Last month, Senator John D. Rockefeller IV, Chairman of the U.S. Senate Committee on Commerce, Science and Transportation, sent the following questions to the CEO’s of Fortune 500 companies:

  1. Has your company adopted a set of best practices to address its own cybersecurity needs?
  2. If so, how were these cybersecurity practices developed?
  3. Were they developed by the company solely, or were they developed outside the company? If developed outside the company, please list the institution, association, or entity that developed them.
  4. When were these cybersecurity practices developed? How frequently have they been updated? Does your company’s board of directors or audit committee keep abreast of developments regarding the development and implementation of these practices?

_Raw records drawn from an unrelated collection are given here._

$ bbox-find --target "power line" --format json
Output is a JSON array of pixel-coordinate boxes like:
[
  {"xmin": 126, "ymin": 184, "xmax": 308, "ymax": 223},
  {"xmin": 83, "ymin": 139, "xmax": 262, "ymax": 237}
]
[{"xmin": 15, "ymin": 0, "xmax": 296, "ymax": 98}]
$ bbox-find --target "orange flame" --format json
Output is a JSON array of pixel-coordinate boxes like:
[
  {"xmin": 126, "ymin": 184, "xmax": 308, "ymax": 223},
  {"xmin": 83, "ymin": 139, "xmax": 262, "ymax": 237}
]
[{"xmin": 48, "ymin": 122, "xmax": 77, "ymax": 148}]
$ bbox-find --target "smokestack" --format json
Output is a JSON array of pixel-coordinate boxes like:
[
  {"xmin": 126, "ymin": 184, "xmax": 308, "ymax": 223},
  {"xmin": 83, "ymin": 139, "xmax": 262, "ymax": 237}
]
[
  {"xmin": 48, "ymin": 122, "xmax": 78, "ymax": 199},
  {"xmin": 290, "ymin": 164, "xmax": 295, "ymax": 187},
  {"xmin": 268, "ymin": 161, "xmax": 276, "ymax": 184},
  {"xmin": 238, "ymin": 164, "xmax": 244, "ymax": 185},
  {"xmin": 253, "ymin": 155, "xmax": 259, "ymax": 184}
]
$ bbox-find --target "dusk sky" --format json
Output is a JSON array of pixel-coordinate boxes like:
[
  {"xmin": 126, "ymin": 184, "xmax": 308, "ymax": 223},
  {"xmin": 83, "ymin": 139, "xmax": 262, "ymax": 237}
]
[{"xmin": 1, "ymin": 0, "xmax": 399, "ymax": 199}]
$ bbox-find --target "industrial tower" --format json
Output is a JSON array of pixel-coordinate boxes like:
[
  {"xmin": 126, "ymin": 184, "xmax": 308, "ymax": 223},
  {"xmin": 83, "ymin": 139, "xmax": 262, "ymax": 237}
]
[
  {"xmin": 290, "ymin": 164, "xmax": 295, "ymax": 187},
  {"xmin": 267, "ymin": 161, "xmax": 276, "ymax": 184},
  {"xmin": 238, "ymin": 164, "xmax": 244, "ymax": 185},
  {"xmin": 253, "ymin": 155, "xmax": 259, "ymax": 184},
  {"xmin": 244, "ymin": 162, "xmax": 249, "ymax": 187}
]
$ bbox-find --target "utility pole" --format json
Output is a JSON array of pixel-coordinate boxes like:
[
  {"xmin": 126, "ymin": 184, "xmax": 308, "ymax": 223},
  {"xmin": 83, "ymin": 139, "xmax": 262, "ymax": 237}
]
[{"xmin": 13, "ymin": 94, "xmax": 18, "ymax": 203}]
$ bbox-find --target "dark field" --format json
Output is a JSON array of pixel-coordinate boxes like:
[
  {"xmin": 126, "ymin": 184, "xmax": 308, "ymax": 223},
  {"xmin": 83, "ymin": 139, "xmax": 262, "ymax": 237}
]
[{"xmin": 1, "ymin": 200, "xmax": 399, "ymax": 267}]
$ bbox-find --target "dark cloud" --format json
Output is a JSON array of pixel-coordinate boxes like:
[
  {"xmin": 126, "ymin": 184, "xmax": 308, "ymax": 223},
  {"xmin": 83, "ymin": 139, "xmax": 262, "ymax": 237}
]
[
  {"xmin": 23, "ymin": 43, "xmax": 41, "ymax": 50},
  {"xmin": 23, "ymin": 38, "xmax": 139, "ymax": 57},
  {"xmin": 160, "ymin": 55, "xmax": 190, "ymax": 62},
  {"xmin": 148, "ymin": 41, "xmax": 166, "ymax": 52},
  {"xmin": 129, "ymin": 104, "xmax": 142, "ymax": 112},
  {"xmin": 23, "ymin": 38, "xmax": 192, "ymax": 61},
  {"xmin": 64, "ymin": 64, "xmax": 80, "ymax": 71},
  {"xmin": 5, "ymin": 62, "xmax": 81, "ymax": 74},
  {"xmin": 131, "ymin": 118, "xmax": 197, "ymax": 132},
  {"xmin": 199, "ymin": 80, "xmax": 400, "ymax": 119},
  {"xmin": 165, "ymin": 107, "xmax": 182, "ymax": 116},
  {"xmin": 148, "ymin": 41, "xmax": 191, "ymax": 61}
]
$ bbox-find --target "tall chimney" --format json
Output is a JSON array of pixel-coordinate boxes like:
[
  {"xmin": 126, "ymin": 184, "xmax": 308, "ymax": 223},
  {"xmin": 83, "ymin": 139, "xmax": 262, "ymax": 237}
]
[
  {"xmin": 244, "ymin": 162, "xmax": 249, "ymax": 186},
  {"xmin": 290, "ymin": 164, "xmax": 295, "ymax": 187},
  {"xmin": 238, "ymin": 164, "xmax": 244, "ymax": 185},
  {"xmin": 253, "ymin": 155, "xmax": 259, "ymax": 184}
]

  5. Has the federal government played any role, whether advisory or otherwise, in the development of these cybersecurity practices?
  6. What are your concerns, if any, with a voluntary program that enables the federal government and the private sector to develop, in coordination, best cybersecurity practices for companies to adopt as they so choose, as outlined in the Cybersecurity Act of 2012?
  7. What are your concerns, if any, with the federal government conducting risk assessments, in coordination with the private sector, to best understand where our nation’s cyber vulnerabilities are, as outlined in the Cybersecurity Act of 2012?
  8. What are your concerns, if any, with the federal government determining, in coordination with the private sector, the country’s most critical cyber infrastructure, as outlined in the Cybersecurity Act of 2012?”

So, how would you answer these questions?